Rich, dense, and beautifully golden, this Classic Butter Pound Cake delivers that old-fashioned bakery flavor with a smooth, glossy glaze that sets to a delicate sheen. With simple pantry ingredients and reliable steps, it’s the kind of cake you’ll return to again and again.

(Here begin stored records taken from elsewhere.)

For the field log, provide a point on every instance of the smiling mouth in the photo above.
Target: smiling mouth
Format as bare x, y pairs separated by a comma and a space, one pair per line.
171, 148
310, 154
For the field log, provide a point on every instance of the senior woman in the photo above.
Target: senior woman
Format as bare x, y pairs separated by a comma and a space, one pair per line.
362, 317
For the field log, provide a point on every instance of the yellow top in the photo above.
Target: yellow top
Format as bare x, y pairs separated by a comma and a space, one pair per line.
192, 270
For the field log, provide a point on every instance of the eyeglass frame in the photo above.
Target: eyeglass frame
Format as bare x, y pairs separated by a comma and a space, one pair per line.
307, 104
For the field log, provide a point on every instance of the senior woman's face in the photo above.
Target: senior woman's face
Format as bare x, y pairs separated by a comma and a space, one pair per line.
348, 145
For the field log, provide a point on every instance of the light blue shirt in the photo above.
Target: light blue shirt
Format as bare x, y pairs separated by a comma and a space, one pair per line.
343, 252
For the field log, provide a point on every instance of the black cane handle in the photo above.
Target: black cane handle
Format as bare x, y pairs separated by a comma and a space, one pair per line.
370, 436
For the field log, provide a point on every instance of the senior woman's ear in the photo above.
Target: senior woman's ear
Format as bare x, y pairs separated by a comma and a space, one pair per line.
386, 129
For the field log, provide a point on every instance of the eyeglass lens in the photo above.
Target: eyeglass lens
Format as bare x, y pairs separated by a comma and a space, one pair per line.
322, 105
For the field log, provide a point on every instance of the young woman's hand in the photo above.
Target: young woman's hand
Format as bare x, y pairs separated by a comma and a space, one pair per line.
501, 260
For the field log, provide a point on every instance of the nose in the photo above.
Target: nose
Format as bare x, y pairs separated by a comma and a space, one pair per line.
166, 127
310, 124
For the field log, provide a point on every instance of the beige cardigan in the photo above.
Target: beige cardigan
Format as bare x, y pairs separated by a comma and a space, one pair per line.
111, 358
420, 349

  • Simple pantry glaze: Pours on smooth and sets with a pretty sheen.
  • 👩‍🍳 Reliable bake: Straightforward steps and bakery-worthy results.

Ingredients

For the Cake

  • 1 pound (4 sticks) unsalted butter, softened
  • 2 ½ cups granulated sugar
  • 1 teaspoon vanilla extract
  • 1 teaspoon almond extract (optional but recommended)
  • 8 large eggs
  • 3 cups all-purpose flour
  • 1 teaspoon baking powder
  • ½ teaspoon salt
  • 1 cup whole milk

For the White Glaze

  • 1 ½ cups powdered sugar
  • 2–3 tablespoons milk or heavy cream
  • ½ teaspoon vanilla extract

Instructions

  1. Prep: Preheat oven to 325°F (165°C). Grease a 10-inch tube or Bundt pan and lightly dust with flour.
  2. Cream: In a large bowl, beat butter and sugar until very light and fluffy (5–7 minutes). Mix in vanilla and almond extract.
  3. Add eggs: Beat in the eggs one at a time, scraping the bowl as needed.
  4. Dry mix: In a separate bowl, whisk flour, baking powder, and salt.
  5. Alternate: Add the dry mixture to the butter mixture in 3 additions, alternating with the milk (start and end with dry). Mix just until smooth—do not overmix.
  6. Bake: Transfer batter to the pan, smooth the top, and bake 1 hour 20–30 minutes, or until a toothpick comes out clean.
  7. Cool: Let cool in the pan 15–20 minutes, then invert onto a rack.
  8. Glaze: Whisk powdered sugar, milk/cream, and vanilla until pourable but not thin. Drizzle over the warm cake and let set 15–20 minutes before slicing.